问题:

Which tools would you recommend to look into for semantic analysis of text?

Here is my problem: I have a corpus of words (keywords, tags).

I need to process sentences, input by users and find if they are semantically close to words in the corpus that I have.

Any kind of suggestions (books or actual toolkits / APIs) are very welcome.

Regards,

回答1:

Some useful links to begin with:

http://alias-i.com/lingpipe/demos/tutorial/sentiment/read-me.html
http://kmandcomputing.blogspot.com/2008/06/opinion-mining-with-rapidminer-quick.html
http://rapid-i.com/content/blogcategory/38/69/
http://www.cs.cornell.edu/People/pabo/movie-review-data/otherexperiments.html
http://wordnet.princeton.edu/

Tools/Libraries:

Open NLP
lingpipe

回答2:

If you consider your corpus as an ontology, Apache Stanbol - http://incubator.apache.org/stanbol/ - might be useful.
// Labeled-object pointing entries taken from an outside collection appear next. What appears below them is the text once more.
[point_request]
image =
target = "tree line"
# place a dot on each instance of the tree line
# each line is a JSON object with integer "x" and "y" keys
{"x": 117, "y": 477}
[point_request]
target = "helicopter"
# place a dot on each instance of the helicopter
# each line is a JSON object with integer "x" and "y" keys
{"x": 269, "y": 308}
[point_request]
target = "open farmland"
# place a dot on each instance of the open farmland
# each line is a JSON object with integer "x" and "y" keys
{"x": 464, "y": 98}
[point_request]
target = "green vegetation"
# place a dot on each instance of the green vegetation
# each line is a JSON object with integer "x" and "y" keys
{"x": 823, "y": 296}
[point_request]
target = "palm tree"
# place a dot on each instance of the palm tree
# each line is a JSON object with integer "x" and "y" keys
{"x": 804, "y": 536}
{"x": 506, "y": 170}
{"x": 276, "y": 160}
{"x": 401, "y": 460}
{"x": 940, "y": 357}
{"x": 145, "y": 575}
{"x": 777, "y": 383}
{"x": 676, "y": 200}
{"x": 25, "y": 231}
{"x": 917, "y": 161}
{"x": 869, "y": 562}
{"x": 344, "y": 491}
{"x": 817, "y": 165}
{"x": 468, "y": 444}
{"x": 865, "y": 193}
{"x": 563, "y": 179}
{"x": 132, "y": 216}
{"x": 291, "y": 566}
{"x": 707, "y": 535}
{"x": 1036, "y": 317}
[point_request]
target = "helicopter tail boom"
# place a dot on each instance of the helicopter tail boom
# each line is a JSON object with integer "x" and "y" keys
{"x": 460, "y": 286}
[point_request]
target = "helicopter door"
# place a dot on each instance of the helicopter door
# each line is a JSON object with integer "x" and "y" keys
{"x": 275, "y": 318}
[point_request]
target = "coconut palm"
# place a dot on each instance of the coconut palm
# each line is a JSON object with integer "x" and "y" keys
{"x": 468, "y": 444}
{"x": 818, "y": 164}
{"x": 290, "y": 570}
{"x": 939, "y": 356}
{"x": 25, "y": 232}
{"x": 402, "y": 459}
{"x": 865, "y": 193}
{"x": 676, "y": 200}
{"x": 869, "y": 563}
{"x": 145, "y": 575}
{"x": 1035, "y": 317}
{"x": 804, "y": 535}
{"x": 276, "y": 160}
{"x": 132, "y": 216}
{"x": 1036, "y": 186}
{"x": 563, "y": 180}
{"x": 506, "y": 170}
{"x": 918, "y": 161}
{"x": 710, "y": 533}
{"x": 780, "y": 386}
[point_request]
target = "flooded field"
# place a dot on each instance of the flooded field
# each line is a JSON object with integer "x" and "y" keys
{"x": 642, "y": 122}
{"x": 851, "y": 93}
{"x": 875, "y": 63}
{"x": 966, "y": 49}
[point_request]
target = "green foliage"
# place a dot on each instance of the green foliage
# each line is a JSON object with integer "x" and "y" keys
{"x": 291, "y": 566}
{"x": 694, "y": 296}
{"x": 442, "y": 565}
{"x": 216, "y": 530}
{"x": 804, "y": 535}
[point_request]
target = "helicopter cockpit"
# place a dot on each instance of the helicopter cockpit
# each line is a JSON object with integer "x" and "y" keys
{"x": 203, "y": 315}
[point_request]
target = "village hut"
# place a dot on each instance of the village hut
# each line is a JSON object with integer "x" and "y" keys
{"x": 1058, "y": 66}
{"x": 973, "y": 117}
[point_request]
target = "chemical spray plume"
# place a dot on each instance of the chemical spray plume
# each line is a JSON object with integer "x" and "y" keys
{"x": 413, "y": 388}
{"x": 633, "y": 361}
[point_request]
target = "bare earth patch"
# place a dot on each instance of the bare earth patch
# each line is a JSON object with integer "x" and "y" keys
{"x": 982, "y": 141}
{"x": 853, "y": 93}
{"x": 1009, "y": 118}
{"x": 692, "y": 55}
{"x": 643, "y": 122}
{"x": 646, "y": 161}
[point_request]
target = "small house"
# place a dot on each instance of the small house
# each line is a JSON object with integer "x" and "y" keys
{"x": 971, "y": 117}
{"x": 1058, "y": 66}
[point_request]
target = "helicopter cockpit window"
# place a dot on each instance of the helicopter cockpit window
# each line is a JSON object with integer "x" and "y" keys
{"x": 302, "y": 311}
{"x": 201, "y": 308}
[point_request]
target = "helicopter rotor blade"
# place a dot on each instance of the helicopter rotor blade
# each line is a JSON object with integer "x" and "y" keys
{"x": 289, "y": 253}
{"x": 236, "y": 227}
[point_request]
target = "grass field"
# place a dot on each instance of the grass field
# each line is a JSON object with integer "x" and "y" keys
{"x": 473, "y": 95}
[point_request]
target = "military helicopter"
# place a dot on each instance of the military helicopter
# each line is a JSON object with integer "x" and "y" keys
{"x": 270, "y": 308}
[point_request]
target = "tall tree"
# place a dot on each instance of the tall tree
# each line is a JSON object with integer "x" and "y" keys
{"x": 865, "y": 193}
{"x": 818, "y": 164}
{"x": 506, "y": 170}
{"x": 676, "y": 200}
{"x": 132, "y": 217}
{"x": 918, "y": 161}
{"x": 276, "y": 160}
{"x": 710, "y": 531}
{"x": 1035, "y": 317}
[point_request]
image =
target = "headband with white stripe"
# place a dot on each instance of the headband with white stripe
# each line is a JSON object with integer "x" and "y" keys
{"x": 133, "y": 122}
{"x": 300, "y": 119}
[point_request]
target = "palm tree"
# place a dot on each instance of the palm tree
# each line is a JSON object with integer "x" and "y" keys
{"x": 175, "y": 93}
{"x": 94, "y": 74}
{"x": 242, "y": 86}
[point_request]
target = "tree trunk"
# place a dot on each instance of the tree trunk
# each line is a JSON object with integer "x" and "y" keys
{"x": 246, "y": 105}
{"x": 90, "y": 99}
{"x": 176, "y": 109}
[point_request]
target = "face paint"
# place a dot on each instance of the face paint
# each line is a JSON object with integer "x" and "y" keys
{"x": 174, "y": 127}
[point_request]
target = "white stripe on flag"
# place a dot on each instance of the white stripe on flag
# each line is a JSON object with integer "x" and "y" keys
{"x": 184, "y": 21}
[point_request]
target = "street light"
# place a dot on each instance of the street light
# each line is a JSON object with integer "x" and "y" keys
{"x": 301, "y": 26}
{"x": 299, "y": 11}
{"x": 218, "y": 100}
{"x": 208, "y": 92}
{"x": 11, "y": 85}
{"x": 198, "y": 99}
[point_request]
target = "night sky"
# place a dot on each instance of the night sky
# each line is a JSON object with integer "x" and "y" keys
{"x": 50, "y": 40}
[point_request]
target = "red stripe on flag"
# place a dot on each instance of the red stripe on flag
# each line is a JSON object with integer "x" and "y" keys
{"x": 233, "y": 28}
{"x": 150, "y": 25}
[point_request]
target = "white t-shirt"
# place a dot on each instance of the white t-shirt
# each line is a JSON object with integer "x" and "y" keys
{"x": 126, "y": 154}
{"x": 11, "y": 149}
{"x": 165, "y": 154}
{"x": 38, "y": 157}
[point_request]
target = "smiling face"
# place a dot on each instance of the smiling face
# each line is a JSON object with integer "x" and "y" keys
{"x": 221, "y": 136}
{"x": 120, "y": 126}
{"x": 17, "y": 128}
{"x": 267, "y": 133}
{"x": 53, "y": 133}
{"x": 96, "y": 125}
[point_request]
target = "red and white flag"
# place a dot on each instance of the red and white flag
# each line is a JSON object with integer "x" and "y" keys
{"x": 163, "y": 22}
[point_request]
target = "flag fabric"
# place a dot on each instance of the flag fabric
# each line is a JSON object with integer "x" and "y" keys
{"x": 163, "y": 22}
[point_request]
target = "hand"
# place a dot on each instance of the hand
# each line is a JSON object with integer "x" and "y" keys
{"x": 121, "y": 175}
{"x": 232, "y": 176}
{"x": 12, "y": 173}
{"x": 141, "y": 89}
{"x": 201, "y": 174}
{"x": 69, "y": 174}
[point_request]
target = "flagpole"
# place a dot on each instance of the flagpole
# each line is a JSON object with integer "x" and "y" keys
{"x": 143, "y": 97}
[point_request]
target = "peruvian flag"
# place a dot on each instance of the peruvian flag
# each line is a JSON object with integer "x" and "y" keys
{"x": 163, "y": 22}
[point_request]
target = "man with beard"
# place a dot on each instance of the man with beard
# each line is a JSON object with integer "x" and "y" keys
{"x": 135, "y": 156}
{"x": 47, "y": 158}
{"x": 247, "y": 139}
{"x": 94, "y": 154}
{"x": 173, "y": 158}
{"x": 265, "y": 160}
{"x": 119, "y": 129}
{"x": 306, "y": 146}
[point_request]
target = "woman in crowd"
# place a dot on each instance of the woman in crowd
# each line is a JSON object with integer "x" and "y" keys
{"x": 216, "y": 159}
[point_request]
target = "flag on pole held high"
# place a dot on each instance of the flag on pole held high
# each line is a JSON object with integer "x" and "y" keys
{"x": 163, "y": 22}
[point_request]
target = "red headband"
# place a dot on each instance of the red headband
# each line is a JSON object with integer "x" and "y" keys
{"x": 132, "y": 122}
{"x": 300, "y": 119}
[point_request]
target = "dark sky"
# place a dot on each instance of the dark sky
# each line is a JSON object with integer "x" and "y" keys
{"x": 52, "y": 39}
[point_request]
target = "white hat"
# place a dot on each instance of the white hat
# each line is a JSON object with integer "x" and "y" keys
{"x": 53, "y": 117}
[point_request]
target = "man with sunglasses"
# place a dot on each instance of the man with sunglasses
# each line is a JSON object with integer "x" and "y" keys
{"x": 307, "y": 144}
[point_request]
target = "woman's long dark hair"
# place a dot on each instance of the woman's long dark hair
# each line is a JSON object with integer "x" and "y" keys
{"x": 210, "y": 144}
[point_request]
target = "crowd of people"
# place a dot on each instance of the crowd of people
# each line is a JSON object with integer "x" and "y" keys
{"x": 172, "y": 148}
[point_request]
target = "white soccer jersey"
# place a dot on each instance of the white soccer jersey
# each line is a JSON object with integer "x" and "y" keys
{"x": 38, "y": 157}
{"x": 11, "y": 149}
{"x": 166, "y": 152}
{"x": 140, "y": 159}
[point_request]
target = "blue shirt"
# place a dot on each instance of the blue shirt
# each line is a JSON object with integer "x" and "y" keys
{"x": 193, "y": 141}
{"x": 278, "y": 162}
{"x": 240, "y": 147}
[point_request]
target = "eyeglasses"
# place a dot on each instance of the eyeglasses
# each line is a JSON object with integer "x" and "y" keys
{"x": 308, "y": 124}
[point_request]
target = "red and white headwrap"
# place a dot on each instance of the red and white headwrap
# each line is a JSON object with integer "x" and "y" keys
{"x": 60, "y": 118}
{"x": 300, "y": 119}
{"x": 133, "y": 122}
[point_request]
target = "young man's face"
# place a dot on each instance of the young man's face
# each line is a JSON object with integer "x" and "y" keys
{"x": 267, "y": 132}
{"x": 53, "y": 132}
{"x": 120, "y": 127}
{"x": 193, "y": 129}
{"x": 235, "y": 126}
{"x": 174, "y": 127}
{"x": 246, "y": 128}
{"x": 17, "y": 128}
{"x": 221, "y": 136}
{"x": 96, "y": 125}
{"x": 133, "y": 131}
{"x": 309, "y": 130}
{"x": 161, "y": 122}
It uses dbpedia as the default ontology while analyzing text. Although it is incubating, enhancer component is good enough foe adoption. So, you can give it a try.

回答3:

You can try some WordNet similarity measurements. Ted Pedersen has a compilation of those metrics in WordNet::Similarity which you can experiment and look into. There are counterpart implementations in other languages (e.g. Java).